In the 1950s, William McChesney Martin put bankers on notice with a famous comment that likened inflation to drunkenness. Whether people on Wall Street like it or not, he said, the Fed's job is to take away the punch bowl just as the party is "really warming up."
Mr. Martin (who went on to become the Fed's longest-serving chairman) was at the time boosting interest rates to prevent an inflationary overheating in the economy. The Fed held inflation below 4 percent, but the economy went through a wrenching eight-month recession starting in 1957.
The statement apparently didn't move markets at the time, but it is perhaps the best-known comment by a Fed chairman. The phrase is cited frequently as an apt description of the Fed's difficult mandate: to make sure there's enough monetary fuel for the economy to grow at full potential, but not so much that inflation gets out of hand.
The statement itself is shrouded in some mystery, according to University of Washington economist Yoram Bauman, who blogged recently that it appears to date from an Oct. 19, 1955 speech to investment bankers.

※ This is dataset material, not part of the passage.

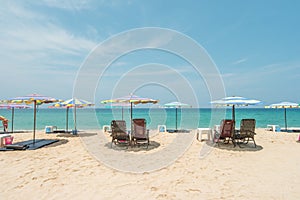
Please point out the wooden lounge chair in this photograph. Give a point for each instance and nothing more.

Martin uttered the "punch bowl" words, but a little differently than is often quoted.
Here's what he said: "The Federal Reserve, as one writer put it, after the recent increase in the discount rate, is in the position of the chaperone who has ordered the punch bowl removed just when the party was really warming up."
The economy was humming along fine as he spoke, and US stock prices rose in the session after the speech.